Kitab Suci tidak ada yang salah, agama pun demikian, namun pelakunya? Tidak ada yang bisa menjamin demikian. Di sinilah peran dan petingkah Iblis dan Setan berbicara. Mereka akan menggunakan hal yang sepenggal sebagai senjata, apalagi jika orang yang membaca, mengikuti, dan mendengar yang sepenggal itu diliputi iri, marah, dengki, jadilah api berkobar.
Setan biasanya membisikan perbedaan dan membesarkan itu, persamaan menjadi bahan yang disembunyikan. Kita saksikan bersama bagaimana sekarang ini orang memiliki kecenderungan membesar-besarkan yang berbeda dan enggan menemukan adanya persamaan. Secuil kebenaran ala Setan itu telah menjadi gaya hidup manusia kini.
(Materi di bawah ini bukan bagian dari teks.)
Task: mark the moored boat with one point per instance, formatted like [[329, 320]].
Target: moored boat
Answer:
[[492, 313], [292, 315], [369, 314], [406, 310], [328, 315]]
Diperparah dengan politik dan media abai etika.
Menuding keluar dan abai akan melihat ke dalam juga kinerja Iblis. Dengan demikian orang menjadi suka cita menghakimi, tanpa mau tahu keberadaan diri yang tidak patut. Merasa diri benar, paling baik, dan paling segalanya. Menilai berbeda sebagai salah atau musuh. Sikap mengacungkan jari ke depan dan abai untuk menelisik batin untuk memperbaiki diri.